Você saiu tão depressa, que nem mesmo todo o meu amor foi capaz de lhe impedir a partida. A pressa foi tanta, que esqueceu sua guitarra, sua música, seus afetos. Esqueceu-se de olhar para a vida, dar uma piscada e rir seu riso maroto de menino travesso, irrequieto, inconformado. Esqueceu até mesmo de fechar a porta!

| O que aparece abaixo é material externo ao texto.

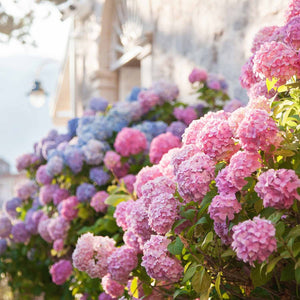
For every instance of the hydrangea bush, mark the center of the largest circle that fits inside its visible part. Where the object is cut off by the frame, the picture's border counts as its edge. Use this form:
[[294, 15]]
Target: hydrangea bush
[[74, 181], [217, 217]]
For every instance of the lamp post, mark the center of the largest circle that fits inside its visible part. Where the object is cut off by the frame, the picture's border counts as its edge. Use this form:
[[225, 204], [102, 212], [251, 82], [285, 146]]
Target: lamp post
[[37, 95]]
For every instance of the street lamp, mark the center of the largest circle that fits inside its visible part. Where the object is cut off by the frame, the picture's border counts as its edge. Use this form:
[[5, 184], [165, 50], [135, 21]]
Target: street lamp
[[37, 95]]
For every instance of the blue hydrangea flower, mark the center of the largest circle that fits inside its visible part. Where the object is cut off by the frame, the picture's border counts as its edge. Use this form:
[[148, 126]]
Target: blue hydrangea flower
[[85, 192], [99, 176]]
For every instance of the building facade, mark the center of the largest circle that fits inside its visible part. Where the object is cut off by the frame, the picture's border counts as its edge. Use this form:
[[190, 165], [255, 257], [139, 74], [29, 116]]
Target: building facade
[[123, 43]]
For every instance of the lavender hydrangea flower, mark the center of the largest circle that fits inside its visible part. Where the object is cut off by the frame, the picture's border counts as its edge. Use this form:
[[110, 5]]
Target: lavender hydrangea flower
[[99, 176], [3, 246], [55, 165], [98, 104], [20, 233], [5, 227], [85, 192], [74, 159]]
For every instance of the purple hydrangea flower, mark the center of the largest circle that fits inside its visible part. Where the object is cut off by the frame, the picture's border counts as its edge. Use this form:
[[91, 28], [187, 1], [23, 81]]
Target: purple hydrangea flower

Deixou tudo o que era seu espalhado pela casa, como se algum dia pretendesse ainda voltar... Ao olhar para suas coisas, assim jogadas, lembrei de como você vivia sempre apressado... Aliás, você sempre tinha muita pressa para tudo! Tanta pressa que, quando quis seus cabelos compridos, não esperou, os fez crescer em reluzentes tranças, pretas e longas, (que mais tarde se mecharam em dourado colorido), produto da moderna tecnologia. E sentiu-se tão feliz, que pela primeira vez na vida substituiu sua infalível calça de abrigo e camiseta por um smoking. Participou, então, do baile de final de ano... Todos seus amigos foram lá, só para lhe ver e brincar consigo por estar assim, tão bonito naquele traje social... que encobriu, por momentos, sua rebeldia secreta. E, quando enfim seus cabelos naturais cresceram (após dois longos anos), tornaram-se seu orgulho; porém, testavam sua paciência para serem mantidos, encaracolados como eram, num manto suave e macio, descendo pelas costas morenas. E que paciência você demonstrava, então... Quase a mesma da que os outros tinham, esperando que você comesse, quando era pequeno! Também, comer nunca foi seu forte; talvez por isso era tão elegante..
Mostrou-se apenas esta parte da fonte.